Vamos ahora a averiguar una forma adecuada de $f(x)$ para $x\in\left(\mu\infty\right)$ resolviendo $(*)$. Esta ecuación es equivalente a
\begin{align}
{\rm d}\left[f'(x)\exp\left(-\frac{\theta}{\sigma^2}\left(x-\mu\right)^2\right)\right]&=\frac{2}{\sigma^2}x\exp\left(-\frac{\theta}{\sigma^2}\left(x-\mu\right)^2\right){\rm d}x\\
&={\rm d}\left[\sqrt{\frac{\pi}{\theta}}\frac{2\mu}{\sigma}\Phi(y)-\frac{1}{\theta}\exp\left(-\frac{1}{2}y^2\right)\right],
\end{align}
donde $\Phi(\cdot)$ es la función de distribución acumulativa de la distribución normal estándar, mientras que
$$
y=\frac{\sqrt{2\theta}\left(x-\mu\derecho)}{\sigma}.
$$
Por lo tanto,
\begin{align}
f'(x)&=\exp\left(\frac{\theta}{\sigma^2}\left(x-\mu\right)^2\right)\left[\sqrt{\frac{\pi}{\theta}}\frac{2\mu}{\sigma}\Phi(y)-\frac{1}{\theta}\exp\left(-\frac{1}{2}y^2\right)+C\right]\\
&=\exp\left(\frac{1}{2}y^2\right)\left[\sqrt{\frac{\pi}{\theta}}\frac{2\mu}{\sigma}\Phi(y)-\frac{1}{\theta}\exp\left(-\frac{1}{2}y^2\right)+C\right]\\
&=-\frac{1}{\theta}+\left[\sqrt{\frac{\pi}{\theta}}\frac{2\mu}{\sigma}\Phi(y)+C\right]\exp\left(\frac{1}{2}y^2\right),
\end{align}
donde $C$ es una constante de integración. Vamos a determinar esta constante, mediante el acotamiento a la exigencia de $f'(X_t)$. En el $x>\mu$ caso, basta que se requieren $f'(x)$ para estar delimitado por $x\in\left(\mu\infty\right)$, o, equivalentemente, por $y>0$. Respecto al comportamiento asintótico de
$$
\left[\sqrt{\frac{\pi}{\theta}}\frac{2\mu}{\sigma}\Phi(y)+C\derecho]\exp\left(\frac{1}{2}y^2\derecho),
$$
es obvio que
$$
C=-\sqrt{\frac{\pi}{\theta}}\frac{2\mu}{\sigma}
$$
es el único candidato que los límites de este término para todo $y>0$. Por lo tanto,
$$
f'(x)=-\frac{1}{\theta}-\sqrt{\frac{\pi}{\theta}}\frac{2\mu}{\sigma}\left[1-\Phi(y)\right]\exp\left(\frac{1}{2}y^2\right),
$$
o, equivalentemente,
$$
{\rm d}f(x)=-{\rm d}\left(\frac{x}{\theta}\derecho)-\frac{\mu}{\theta}\frac{1-\Phi(y)}{\Phi'(y)}{\rm d}y.
$$
Definir
$$
\Psi(z)=\int_0^z\frac{1-\Phi(y)}{\Phi'(y)}{\rm d}y
$$
para todos $z>0$, y eventualmente obtener
$$
f(x)=-\frac{x}{\theta}-\frac{\mu}{\theta}\Psi\Biggl(\frac{\sqrt{2\theta}\left(x-\mu\right)}{\sigma}\Biggr).
$$
Esta fórmula está pensada para todo $x\in\left(\mu\infty\right)$, y la constante de integración por $f$ es abandonado como es, diferente de la $C$ arriba, no significativo.

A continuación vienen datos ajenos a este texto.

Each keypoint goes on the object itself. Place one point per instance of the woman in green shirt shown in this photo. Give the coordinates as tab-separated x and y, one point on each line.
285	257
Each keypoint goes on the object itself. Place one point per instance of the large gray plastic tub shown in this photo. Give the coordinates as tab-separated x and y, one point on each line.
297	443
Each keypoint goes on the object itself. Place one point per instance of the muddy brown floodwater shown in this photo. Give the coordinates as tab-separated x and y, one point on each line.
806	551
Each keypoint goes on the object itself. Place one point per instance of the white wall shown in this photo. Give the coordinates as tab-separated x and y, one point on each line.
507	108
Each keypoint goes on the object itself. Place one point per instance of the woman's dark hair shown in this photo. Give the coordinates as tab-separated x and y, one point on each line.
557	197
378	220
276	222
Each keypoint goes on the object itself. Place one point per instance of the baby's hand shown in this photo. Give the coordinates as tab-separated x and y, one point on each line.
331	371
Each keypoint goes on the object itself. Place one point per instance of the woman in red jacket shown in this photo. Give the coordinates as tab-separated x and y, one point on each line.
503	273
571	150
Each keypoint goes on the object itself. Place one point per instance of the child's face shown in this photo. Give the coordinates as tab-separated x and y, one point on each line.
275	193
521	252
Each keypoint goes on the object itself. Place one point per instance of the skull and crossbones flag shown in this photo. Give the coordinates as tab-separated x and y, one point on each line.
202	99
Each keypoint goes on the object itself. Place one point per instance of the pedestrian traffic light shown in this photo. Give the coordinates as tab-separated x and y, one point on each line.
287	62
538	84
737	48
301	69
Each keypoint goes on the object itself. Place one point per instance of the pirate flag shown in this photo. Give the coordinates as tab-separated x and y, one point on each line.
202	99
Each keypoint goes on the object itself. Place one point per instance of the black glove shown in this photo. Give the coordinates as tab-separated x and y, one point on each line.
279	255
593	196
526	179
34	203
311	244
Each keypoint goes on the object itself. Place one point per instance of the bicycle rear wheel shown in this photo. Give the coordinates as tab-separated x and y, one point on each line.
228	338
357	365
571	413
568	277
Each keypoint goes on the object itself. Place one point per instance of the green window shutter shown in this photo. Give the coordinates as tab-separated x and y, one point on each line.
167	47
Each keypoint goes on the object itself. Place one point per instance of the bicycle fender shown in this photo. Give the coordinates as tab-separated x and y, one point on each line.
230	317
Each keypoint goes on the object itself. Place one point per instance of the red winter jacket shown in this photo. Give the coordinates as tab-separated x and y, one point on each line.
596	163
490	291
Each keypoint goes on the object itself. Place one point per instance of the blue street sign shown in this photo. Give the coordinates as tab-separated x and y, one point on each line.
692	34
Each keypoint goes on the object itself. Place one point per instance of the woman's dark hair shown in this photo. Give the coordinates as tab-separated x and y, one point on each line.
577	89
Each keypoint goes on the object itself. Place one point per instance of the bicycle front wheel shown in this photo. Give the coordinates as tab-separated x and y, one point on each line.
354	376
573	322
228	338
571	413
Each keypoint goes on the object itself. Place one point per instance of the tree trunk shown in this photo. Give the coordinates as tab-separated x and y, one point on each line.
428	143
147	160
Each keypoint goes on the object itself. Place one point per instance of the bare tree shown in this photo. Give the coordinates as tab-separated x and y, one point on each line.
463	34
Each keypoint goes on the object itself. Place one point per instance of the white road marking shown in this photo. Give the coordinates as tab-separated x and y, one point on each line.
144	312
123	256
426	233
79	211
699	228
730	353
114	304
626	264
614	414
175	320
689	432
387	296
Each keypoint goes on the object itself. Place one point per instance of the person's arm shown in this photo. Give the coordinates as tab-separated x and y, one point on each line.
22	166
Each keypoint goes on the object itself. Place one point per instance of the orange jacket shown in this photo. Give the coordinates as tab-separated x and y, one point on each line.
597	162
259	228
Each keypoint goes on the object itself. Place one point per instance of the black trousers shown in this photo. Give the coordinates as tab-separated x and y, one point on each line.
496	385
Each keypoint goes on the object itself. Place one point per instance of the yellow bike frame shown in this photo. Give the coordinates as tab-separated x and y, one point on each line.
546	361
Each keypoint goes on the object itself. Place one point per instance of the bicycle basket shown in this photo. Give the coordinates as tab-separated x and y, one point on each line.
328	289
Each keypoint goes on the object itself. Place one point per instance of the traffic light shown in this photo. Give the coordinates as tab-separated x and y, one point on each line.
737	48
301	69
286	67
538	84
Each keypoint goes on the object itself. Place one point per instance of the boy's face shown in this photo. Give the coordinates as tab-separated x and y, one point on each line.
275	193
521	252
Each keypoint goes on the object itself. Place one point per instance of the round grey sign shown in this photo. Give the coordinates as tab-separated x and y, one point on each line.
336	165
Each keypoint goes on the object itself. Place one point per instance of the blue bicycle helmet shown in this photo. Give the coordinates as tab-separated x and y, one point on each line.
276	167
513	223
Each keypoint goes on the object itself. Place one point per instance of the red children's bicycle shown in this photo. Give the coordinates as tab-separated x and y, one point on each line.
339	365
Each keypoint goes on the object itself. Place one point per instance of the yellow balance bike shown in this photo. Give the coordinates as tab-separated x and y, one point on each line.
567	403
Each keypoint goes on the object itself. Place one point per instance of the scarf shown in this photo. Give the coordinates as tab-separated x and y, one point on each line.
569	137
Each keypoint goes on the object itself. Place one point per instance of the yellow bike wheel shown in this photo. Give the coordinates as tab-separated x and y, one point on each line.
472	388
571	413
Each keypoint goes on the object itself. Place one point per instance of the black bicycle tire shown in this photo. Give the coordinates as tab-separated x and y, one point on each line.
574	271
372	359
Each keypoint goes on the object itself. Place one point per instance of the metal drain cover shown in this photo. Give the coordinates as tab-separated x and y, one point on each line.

Con este $f$, la esperanza condicional sería descubierto por
$$
\mathbb{E}\left[\int_0^{\tau}X_t{\rm d}t\Bigg|X_0=x\right]=f(a)-f(x)
$$
de $a\in\left[\mu,x\right)$. Cuando $\mu=0$, esta fórmula se observa una forma simplificada
$$
\mathbb{E}\left[\int_0^{\tau}X_t{\rm d}t\Bigg|X_0=x\right]=\frac{x-a}{\theta}.
$$
Un método Similar, también se aplica para calcular $\mathbb{E}\left(\tau|X_0=x\right)$, estableciendo el lado derecho de $ ( * ) $ $1$ en vez de $x$.